Understanding Dirty COW - The Linux Kernel Exploit

Dirty COW is a computer security vulnerability that was discovered in the Linux Kernel in 2016. The exploit was registered under CVE with the designation: CVE-2016-5195. Dirty COW is a root privilege escalation exploit that attacks the Copy-On-Write mechanism in the Linux Kernel. Hence the “COW” in Dirty COW. The proof of concept can be found here.

The vulnerability existed in the Linux Kernel since 2007, but was discovered later in 2016, by Phil Oester. It has been patched in Linux kernel versions 4.8.3, 4.7.9, 4.4.26 and newer. The exploit also attacked Android devices. It allows a user to write to a read-only root file and escalate privileges.

What is Copy-On-Write Mechanism?

Linux kernel has a mechanism that when a process requests a copy of some file, the kernel does not create a copy of the file until the file is requested to be written to. Copy-On-Write Mechanism works in two steps:

  1. Locate/generate a physical address in the memory.

  2. Write to the copy only when the file is requested to be written to.

COW is basically an optimization strategy used by the Linux kernel. The COW concept is also used in maintenance of instant snapshot on database servers like Microsoft SQL Server 2005. Instant snapshots preserve a static view of a database by storing a pre-modification copy of data when underlaying data are updated. Instant snapshots are used for testing uses or moment-dependent reports and should not be used to replace backups.

How Dirty COW exploits the Copy-On-Write Mechanism?

The exploit creates a private copy(mapping) of a read-only file(which is the file owned by root). Now it tries to write to the private copy. Now the COW mechanism comes into picture.
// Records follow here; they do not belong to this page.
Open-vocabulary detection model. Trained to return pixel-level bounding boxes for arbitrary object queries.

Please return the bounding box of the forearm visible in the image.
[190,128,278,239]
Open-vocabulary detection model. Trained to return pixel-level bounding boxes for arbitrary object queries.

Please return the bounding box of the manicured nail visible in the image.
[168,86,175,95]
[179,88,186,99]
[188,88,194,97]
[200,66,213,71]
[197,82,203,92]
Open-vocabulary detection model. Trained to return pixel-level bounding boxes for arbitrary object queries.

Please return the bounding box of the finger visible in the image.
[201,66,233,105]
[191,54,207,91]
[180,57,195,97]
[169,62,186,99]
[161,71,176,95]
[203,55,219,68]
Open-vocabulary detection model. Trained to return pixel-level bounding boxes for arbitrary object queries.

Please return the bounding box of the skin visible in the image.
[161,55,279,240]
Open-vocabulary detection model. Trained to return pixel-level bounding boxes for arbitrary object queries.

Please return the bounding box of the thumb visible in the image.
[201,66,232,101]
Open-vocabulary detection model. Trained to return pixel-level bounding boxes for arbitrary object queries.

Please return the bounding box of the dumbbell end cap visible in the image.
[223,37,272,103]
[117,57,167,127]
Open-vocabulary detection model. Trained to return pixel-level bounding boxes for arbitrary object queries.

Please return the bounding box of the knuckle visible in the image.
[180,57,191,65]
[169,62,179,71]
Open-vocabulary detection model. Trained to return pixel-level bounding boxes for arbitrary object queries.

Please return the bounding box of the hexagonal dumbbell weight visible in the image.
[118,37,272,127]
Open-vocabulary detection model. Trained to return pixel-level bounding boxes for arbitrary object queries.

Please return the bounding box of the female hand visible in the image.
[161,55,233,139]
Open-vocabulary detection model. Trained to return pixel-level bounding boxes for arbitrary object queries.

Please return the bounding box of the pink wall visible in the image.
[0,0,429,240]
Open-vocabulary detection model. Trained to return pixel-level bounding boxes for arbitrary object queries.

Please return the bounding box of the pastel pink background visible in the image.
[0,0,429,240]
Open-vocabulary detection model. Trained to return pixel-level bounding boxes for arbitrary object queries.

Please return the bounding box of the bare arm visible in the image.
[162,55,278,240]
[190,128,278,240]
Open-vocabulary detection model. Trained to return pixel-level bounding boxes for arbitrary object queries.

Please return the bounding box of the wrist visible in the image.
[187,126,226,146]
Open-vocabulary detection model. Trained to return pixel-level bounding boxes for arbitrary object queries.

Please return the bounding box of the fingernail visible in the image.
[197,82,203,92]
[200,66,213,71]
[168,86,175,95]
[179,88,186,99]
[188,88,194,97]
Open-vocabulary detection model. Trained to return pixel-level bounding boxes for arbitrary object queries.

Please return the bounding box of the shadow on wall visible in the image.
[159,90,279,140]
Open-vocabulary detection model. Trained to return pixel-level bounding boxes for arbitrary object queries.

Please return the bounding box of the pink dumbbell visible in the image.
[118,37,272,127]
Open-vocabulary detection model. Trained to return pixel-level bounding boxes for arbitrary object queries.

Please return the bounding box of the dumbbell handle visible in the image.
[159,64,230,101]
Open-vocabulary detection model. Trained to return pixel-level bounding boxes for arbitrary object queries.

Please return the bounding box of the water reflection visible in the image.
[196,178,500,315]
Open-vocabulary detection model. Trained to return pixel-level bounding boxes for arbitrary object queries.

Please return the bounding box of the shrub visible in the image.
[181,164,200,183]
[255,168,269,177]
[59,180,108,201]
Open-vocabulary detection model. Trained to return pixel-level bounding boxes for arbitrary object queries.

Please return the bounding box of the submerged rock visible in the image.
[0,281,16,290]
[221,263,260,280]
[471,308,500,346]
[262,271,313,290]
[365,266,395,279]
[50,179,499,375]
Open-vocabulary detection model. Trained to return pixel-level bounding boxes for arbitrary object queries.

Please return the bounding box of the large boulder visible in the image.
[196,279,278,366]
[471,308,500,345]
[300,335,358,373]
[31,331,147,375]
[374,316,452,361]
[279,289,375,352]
Since the file is never requested to be written to, and now it is - COW does it job.

The write action in COW has the two operations as explained above. These operations are non-atomic in nature. We say that an operation is atomic when it has only two states- Either the operation is complete or it is not. The atomic operation completes in a single step and no other process/thread can access the data owned by that operation. Non-atomic operations can have intermediate stages as well, which includes partial execution of the instruction & they can have shared memory accessible by multiple threads or processes at the same time. Since these operations are non-atomic, another thread can get right in the middle of the two operations (locate physical address & write to physical address)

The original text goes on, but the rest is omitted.